IN CHINA in Mao Zedong's day, frivolous childhood pursuits such as reading were frowned on. These days, toddlers are allowed to have more fun. But though the message has changed, parents and the state still believe the primary role of such works is to shape young minds, not amuse them.
Sales of children's literature have risen by double digits in most of the past ten years, much faster than the growth of book sales overall. The number of children's titles has more than tripled since 2005. This partly reflects a growing demand for products aimed at indulged only-children. The richer parents are, the more they splash out on children's books.
Booksellers see a huge moneymaking opportunity. Most publishers of literature for adults now offer children's titles too. Around half of the 100 best-selling books last year were for youngsters—a higher share than in Britain or America. Picture books for under-fives have been taking off; fiction for older teenagers is thriving.

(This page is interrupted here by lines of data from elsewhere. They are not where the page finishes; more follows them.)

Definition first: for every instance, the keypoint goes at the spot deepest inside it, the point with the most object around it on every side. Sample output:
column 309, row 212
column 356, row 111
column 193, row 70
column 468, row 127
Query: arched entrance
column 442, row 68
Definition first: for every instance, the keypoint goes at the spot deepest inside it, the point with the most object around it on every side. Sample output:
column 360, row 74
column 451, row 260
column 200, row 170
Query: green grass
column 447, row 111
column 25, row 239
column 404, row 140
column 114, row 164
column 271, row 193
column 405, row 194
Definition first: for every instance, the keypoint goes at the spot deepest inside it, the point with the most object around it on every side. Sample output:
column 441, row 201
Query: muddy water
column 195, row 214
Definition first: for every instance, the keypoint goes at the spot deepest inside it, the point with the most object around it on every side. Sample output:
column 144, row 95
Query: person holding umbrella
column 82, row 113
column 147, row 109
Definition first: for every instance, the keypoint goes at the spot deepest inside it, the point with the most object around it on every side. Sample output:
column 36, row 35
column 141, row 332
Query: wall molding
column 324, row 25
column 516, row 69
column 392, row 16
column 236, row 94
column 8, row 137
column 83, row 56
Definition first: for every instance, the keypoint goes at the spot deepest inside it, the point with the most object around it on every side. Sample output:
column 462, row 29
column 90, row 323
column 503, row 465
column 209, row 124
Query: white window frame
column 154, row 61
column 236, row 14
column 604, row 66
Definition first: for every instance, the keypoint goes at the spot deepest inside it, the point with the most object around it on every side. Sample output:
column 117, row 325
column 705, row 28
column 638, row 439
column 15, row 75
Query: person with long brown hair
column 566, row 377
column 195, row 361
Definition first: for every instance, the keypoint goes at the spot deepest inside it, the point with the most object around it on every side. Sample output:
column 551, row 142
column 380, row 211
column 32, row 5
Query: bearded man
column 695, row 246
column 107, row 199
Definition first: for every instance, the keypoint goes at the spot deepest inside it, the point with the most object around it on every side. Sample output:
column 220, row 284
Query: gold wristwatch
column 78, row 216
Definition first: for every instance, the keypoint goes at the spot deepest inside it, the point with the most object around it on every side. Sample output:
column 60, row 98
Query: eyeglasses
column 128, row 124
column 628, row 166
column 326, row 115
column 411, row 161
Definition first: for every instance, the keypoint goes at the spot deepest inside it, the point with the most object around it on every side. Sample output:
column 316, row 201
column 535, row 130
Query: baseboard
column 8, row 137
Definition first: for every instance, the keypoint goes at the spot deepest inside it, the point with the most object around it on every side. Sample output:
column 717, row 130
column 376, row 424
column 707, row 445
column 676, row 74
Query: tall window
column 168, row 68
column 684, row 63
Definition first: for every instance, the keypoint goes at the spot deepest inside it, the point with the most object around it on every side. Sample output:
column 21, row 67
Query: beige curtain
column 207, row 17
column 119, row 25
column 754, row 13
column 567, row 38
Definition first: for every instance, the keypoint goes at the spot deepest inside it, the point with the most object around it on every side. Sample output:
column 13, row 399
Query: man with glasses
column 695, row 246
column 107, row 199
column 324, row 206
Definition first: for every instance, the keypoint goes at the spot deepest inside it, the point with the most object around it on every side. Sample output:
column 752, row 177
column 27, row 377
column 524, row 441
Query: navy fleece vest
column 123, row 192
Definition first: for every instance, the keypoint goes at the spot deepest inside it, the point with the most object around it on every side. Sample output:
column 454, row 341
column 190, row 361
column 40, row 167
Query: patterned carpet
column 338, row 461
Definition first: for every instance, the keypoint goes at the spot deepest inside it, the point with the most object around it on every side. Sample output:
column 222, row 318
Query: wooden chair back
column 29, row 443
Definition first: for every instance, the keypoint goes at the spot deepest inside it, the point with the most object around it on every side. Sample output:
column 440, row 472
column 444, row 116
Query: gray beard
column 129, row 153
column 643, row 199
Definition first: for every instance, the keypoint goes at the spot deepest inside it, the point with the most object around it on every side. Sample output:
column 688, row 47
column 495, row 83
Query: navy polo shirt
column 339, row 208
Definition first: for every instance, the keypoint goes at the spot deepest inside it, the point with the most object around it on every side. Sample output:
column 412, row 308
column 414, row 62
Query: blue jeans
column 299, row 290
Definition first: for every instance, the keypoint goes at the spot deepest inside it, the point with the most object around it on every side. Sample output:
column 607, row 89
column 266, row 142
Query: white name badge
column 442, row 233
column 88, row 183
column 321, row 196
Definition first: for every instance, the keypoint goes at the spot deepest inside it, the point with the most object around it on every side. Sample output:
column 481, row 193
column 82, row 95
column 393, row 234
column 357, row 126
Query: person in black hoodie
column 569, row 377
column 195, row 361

Unsurprisingly, given the huge emphasis in China that is placed on passing exams, many titles aim purely to teach facts. Parents like to buy non-fiction, even for children still learning to read. Some books—printed on paperboard and intended mainly for under-twos—aim to teach the Roman alphabet to infants. Volumes for toddlers with titles such as "How to be a Meteorologist" and "Superstars of Science" do well.

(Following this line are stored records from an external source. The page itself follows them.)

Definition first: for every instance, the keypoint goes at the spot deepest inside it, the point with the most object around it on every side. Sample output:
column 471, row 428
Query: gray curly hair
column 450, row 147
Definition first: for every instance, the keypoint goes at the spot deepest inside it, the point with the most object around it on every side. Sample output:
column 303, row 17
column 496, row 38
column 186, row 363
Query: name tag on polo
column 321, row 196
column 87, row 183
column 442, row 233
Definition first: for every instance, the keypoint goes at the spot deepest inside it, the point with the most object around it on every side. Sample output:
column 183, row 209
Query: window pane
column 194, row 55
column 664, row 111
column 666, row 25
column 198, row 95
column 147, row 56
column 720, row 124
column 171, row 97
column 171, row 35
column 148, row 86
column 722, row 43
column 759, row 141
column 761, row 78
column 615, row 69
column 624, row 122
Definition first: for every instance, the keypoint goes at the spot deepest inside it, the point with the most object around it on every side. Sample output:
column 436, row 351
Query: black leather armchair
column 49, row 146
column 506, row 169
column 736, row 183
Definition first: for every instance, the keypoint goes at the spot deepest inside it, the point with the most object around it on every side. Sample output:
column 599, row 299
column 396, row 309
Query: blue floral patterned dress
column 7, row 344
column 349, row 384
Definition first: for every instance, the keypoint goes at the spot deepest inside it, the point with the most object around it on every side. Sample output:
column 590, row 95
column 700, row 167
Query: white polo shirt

The moral is often laid on thick. One provincial publisher (state-owned, like all of them) has titled a six-volume set of nursery rhymes "A Good Father is Better Than a Good Teacher". Chinese-language versions of foreign classics often proclaim their didactic worth: Paddington, a marmalade-loving bear from darkest Peru, is a model of "thoughtfulness, modesty and self-discipline", proclaims the blurb on the cover of a translation of Michael Bond's popular stories.
China's publishers remain profoundly conservative. They shun books with naughty or frivolous children, or where youngsters outsmart their elders. Cute animals vastly outnumber rebellious figures such as pirates. Few books depict siblings, aunts, uncles or cousins—relationships little understood by the young, thanks to the one-child policy.